The CVE-2018-7080 second chip vulnerability affected several Aruba access points, including the 300 series, that allows attackers to access and install entirely new firmware versions.
BleedingBit is cited for two reasons as a wake-up call to enterprise security.
“Firstly, serious security concerns arise as an attacker can enter the network without any indication or warning. Second, such vulnerabilities will disrupt the segmentation of the system — the primary protection technique used by most organizations to defend themselves against unknown or unsafe unmanaged IoT devices. And the unmanaged device is the access point, “Yevgeny Dibrov, CEO of Armis, said in a blog post.
Btlejacking
Btlejacking, this Bluetooth attack vector, was released by Damien Cauquil, Head of Research and Development at the DefCon conference in Las Vegas in August 2018. Hackers can interrupt and recover Bluetooth devices with low energy consumption using this new technology. It is based on a vulnerability identified as CVE-2018-7252, affecting BLE versions 4.0, 4.1, 4.2 and 5. To take advantage of the weak points, the attacker needs to be within 5 metres.

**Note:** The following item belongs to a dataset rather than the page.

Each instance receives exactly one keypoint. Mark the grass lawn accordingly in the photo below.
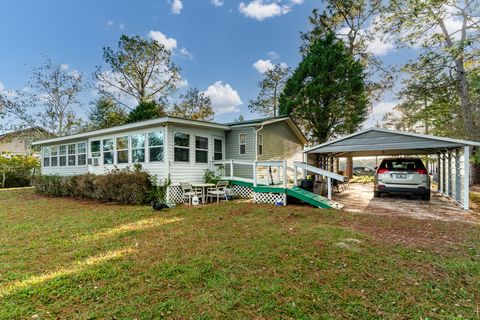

Hundreds of millions of Bluetooth devices are susceptible to vectors that allow hackers to discover BLE connections, block BLE devices, and manage vulnerable Bluetooth devices. Bluetooth-enabled devices can be attacked with a micro-integrated BIT computer that costs just $15 and a few open-source lines.
CarsBlues
Privacy4Cars researchers have identified a new major vulnerability, CarsBlues, in the information and entertainment systems of different types of vehicles. These attacks can be made in minutes with cheap, available hardware and software. This enables hackers to remove Personal Identification Information (PII) from users who have synchronized their mobile phone with their car via Bluetooth. It is estimated that tens of millions of vehicles around the world are the victims of hacker attacks.